My favorite part is where they continue to argue with my banned ass, knowing full well I can’t respond. The only way to win for them, I suppose.
Edit: Looks like there was some confusion regarding cross-posting in the original link so I’ll just put the Modlog link here that displays the removed comment and ban, with the thread itself linked here. I’d rather add than change for the sake of the post’s integrity and preventing confusion.

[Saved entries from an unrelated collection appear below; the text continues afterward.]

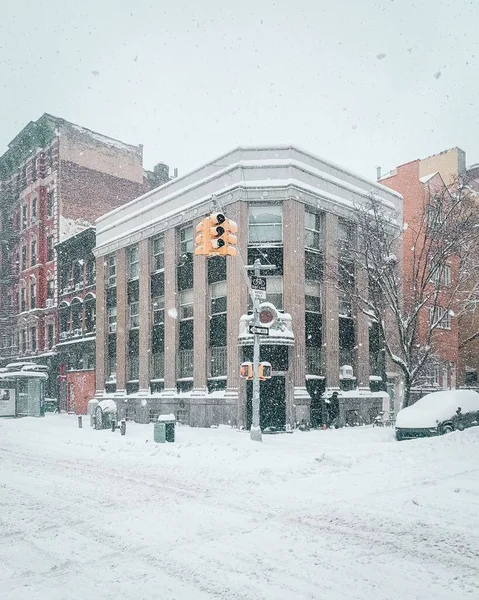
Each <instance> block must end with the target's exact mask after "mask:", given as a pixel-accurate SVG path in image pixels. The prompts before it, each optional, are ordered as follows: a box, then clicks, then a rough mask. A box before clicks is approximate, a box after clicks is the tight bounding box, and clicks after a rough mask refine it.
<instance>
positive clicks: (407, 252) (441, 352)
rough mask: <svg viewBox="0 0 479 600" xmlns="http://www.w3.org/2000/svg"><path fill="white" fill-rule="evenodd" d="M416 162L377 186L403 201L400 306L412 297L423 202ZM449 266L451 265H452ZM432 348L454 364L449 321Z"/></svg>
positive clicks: (419, 330) (421, 184)
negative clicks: (447, 326) (418, 233)
mask: <svg viewBox="0 0 479 600" xmlns="http://www.w3.org/2000/svg"><path fill="white" fill-rule="evenodd" d="M419 166H420V161H419V160H414V161H412V162H410V163H406V164H405V165H401V166H400V167H398V168H397V169H396V175H391V176H390V177H388V178H384V179H381V183H382V184H383V185H385V186H387V187H389V188H391V189H393V190H395V191H397V192H399V193H400V194H402V196H403V198H404V205H403V214H404V216H403V219H404V223H407V224H408V228H407V229H406V231H405V232H404V236H403V273H404V303H405V306H407V304H408V300H410V299H411V298H412V289H413V286H414V281H413V273H412V261H411V252H412V247H413V246H414V245H415V244H416V245H417V243H418V240H417V234H416V233H415V230H416V228H417V226H418V225H419V221H420V220H421V219H422V216H423V214H424V204H425V202H426V200H427V196H426V194H427V192H426V190H425V187H424V184H422V183H421V181H420V180H419V177H420V174H419ZM452 267H453V265H452ZM451 276H452V278H453V279H454V268H451ZM428 322H429V310H428V309H426V310H424V311H423V313H422V315H421V318H420V322H419V339H420V340H424V338H425V334H426V331H427V329H428ZM432 347H433V349H434V352H435V354H436V355H437V356H438V357H439V358H440V359H442V360H446V361H450V362H455V363H457V360H458V323H457V319H455V318H453V319H452V322H451V329H450V330H446V329H438V330H436V331H435V333H434V336H433V342H432Z"/></svg>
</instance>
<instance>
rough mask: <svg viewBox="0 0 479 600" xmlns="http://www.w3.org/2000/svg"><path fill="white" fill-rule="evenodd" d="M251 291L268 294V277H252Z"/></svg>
mask: <svg viewBox="0 0 479 600" xmlns="http://www.w3.org/2000/svg"><path fill="white" fill-rule="evenodd" d="M251 289H252V290H261V291H262V292H266V277H259V276H258V275H253V277H251Z"/></svg>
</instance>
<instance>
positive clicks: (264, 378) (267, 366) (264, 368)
mask: <svg viewBox="0 0 479 600" xmlns="http://www.w3.org/2000/svg"><path fill="white" fill-rule="evenodd" d="M272 370H273V367H272V366H271V363H268V362H263V363H259V368H258V377H259V378H260V381H266V380H267V379H271V375H272Z"/></svg>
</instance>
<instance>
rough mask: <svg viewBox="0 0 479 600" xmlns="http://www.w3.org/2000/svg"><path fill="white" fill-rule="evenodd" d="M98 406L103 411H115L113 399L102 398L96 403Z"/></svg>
mask: <svg viewBox="0 0 479 600" xmlns="http://www.w3.org/2000/svg"><path fill="white" fill-rule="evenodd" d="M98 407H99V408H101V409H102V411H103V412H104V413H116V412H117V409H116V402H115V401H114V400H102V401H101V402H99V403H98Z"/></svg>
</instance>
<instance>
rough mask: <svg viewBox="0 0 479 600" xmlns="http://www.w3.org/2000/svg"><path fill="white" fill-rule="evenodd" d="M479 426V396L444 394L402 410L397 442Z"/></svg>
mask: <svg viewBox="0 0 479 600" xmlns="http://www.w3.org/2000/svg"><path fill="white" fill-rule="evenodd" d="M474 425H479V394H478V393H477V392H474V391H473V390H444V391H441V392H432V393H431V394H427V395H426V396H424V397H422V398H420V399H419V400H418V401H417V402H416V403H415V404H413V405H412V406H408V407H407V408H403V409H402V410H400V411H399V412H398V414H397V417H396V439H398V440H407V439H411V438H417V437H428V436H433V435H443V434H444V433H449V432H450V431H454V430H455V429H459V430H460V431H462V430H463V429H465V428H466V427H473V426H474Z"/></svg>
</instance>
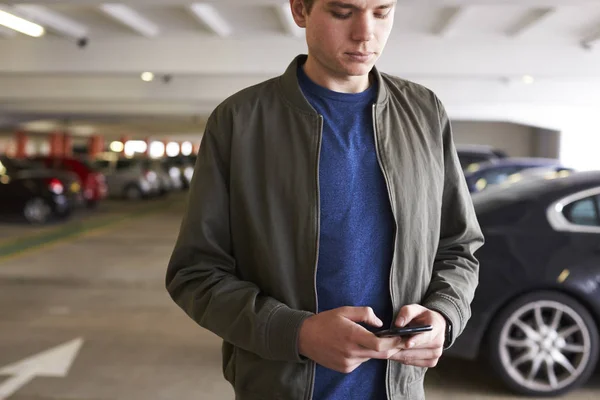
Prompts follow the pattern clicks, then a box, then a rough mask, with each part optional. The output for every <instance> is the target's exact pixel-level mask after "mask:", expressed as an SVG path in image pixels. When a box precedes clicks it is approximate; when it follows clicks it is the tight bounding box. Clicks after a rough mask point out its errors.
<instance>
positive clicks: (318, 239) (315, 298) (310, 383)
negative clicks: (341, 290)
mask: <svg viewBox="0 0 600 400" xmlns="http://www.w3.org/2000/svg"><path fill="white" fill-rule="evenodd" d="M319 124H320V127H319V134H318V137H317V160H316V164H317V168H316V172H315V182H316V189H317V210H316V213H315V215H316V221H315V225H316V232H317V237H316V238H315V239H316V242H315V244H316V246H315V271H314V275H313V289H314V291H315V314H316V313H318V312H319V297H318V295H317V268H318V265H319V237H320V231H321V225H320V224H321V187H320V181H319V168H320V163H321V142H322V141H323V116H322V115H320V114H319ZM311 362H312V371H311V374H310V392H309V395H308V399H309V400H312V398H313V394H314V391H315V375H316V372H317V364H316V363H315V362H314V361H311Z"/></svg>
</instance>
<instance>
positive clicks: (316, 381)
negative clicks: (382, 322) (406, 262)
mask: <svg viewBox="0 0 600 400" xmlns="http://www.w3.org/2000/svg"><path fill="white" fill-rule="evenodd" d="M298 79H299V82H300V88H301V89H302V92H303V93H304V95H305V97H306V98H307V99H308V101H309V103H310V104H311V105H312V106H313V108H315V110H316V111H317V112H318V113H319V114H321V115H322V116H323V120H324V121H323V122H324V123H323V139H322V144H321V158H320V165H319V184H320V196H321V197H320V200H321V225H320V238H319V260H318V264H317V299H318V305H319V309H318V312H323V311H327V310H331V309H334V308H338V307H344V306H356V307H363V306H370V307H372V308H373V310H374V311H375V314H376V315H377V316H378V317H379V318H380V319H381V320H382V321H383V323H384V326H385V327H388V326H390V324H391V321H392V304H391V300H390V290H389V275H390V267H391V263H392V256H393V246H394V235H395V222H394V216H393V214H392V211H391V207H390V200H389V194H388V190H387V186H386V183H385V179H384V176H383V172H382V171H381V167H380V165H379V162H378V160H377V153H376V150H375V139H374V131H373V117H372V107H373V104H374V102H375V99H376V96H377V87H376V85H372V86H371V87H370V88H369V89H367V90H366V91H364V92H362V93H356V94H354V93H338V92H333V91H331V90H328V89H326V88H324V87H322V86H319V85H317V84H315V83H314V82H312V81H311V80H310V78H308V76H307V75H306V74H305V73H304V70H303V68H302V67H300V68H298ZM363 326H364V325H363ZM367 329H370V330H375V329H377V328H374V327H367ZM386 366H387V361H386V360H369V361H367V362H365V363H363V364H362V365H361V366H360V367H358V368H357V369H356V370H354V371H353V372H352V373H350V374H343V373H339V372H336V371H333V370H330V369H328V368H325V367H323V366H321V365H317V370H316V376H315V388H314V399H315V400H325V399H327V400H348V399H361V400H385V399H386V398H387V397H386V390H385V387H386V384H385V375H386Z"/></svg>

I think there’s a pretty notable difference between what your grandmother went through and China’s policies in Xinjiang. The Canadian cultural erasure program was a blanket program to try and erase the culture of all indigenous people. In Xinjiang, the vast majority of Uyghurs haven’t been affected by the anti-extremist program. It’s a much more limited scope and they mostly target older, chronically underemployed economically vulnerable people to put into a vocational program so they can get employment and get deradicalized from the ETIM ideology. The whole point of the program was to protect all the other people in Xinjiang province from an extremist group, not to integrate them into Han Chinese culture.
I’ll leave you with The Xinjiang Atrocity Propaganda Blitz as further reading, but this focuses more on the semiotics and ideology behind this narrative than the actual facts. There used to be a Google Doc called “Notes on China Uighur Controversies” that I read some years ago that explained the full situation with the ETIM and CIA backing of the ETIM very well, sadly it seems it’s now down and I don’t remember what their sources were (I think many of them were Chinese sources which I can’t read anyway).
I was responding to the above posters comment on residential schools in North America.
Yeah you’re good, just wanted to say that there isn’t a 1:1 comparison between that and the thread topic.
I wouldn’t say anything is. Thanks for providing more information, regardless.